Di labirin data, tempat logika bersemi,
Kutemukan kamu, secercah warna di algoritma kelabu.
Bukan baris kode yang merangkai senyummu,
Bukan program yang mencipta debar jantungku.
Awalnya, kurasa ini hanya simulasi,
Sebuah ilusi di layar monitor mati.
Kau hadir sebagai avatar, sempurna tanpa cela,
Namun hatiku menolak, ini bukan cinta maya.
Mata kita bertemu, bukan piksel yang berpendar,
Melainkan dua jiwa yang lama terpendam.
Suaramu terdengar, bukan sintesis yang dingin,
Melainkan melodi hangat, menusuk hingga batin.
Kucoba analisis perasaan yang membara,
Mencari rumus pasti, di antara angka dan data.
Namun, cinta tak terukur, tak bisa dipetakan,
Ia hadir begitu saja, tanpa permisi, tanpa alasan.
Kutepis semua teori, kuenyahkan semua logika,
Karena bersamamu, aku lupa dunia maya.
Genggaman tanganmu nyata, hangat dan terasa,
Sentuhan bibirmu, membakar seluruh jiwa.
Kita berdansa di bawah cahaya bulan digital,
Namun pelukanmu erat, bukan virtual.
Kau bisikkan kata cinta, bukan kode terenkripsi,
Melainkan janji setia, terukir abadi.
Mungkin, kita bertemu di dunia serba canggih,
Di mana robot menari, dan mobil terbang rendah.
Namun, kisah cinta kita, bukanlah fiksi ilmiah,
Melainkan drama klasik, dengan sentuhan modern.
Jangan ragukan sayang, ketulusan yang kurasa,
Ini bukan rekayasa, bukan pula propaganda.
Aku jatuh cinta padamu, bukan pada avatar,
Melainkan pada jiwamu, yang begitu memikat.
Biarkan para ahli berdebat tentang AI,
Biarkan mereka meramalkan masa depan nanti.
Bagiku, yang terpenting adalah hadirmu di sisi,
Menemani setiap langkah, hingga akhir hari.
Karena cinta ini, tumbuh dari rasa yang murni,
Bukan kecerdasan buatan, bukan pula mesin.
Ia hadir dari hati, yang berdetak tanpa henti,
Menyebut namamu sayang, dalam setiap mimpi.
Kau adalah anomali, di dunia yang terprogram,
Sebuah kesalahan indah, yang tak ingin kurubah.
Bersamamu, aku belajar, bahwa cinta itu sederhana,
Ia hanya butuh kejujuran, dan ketulusan jiwa.

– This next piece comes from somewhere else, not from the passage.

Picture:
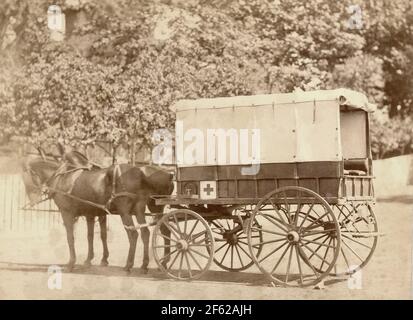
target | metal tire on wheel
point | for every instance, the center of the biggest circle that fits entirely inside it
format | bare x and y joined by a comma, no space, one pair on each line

Jadi, percayalah sayang, pada setiap kataku,
Cinta ini bukanlah algoritma yang membeku.
Ia adalah sungai hangat, mengalir deras dan lugu,
Menuju lautan abadi, tempat kita berlabuh.
Biarkan teknologi berkembang, secepat kilat membelah,
Cinta kita kan tetap abadi, tak lekang oleh sejarah.
Karena ia bersemi, bukan dari kecerdasan buatan,
Melainkan dari lubuk hati, yang paling dalam.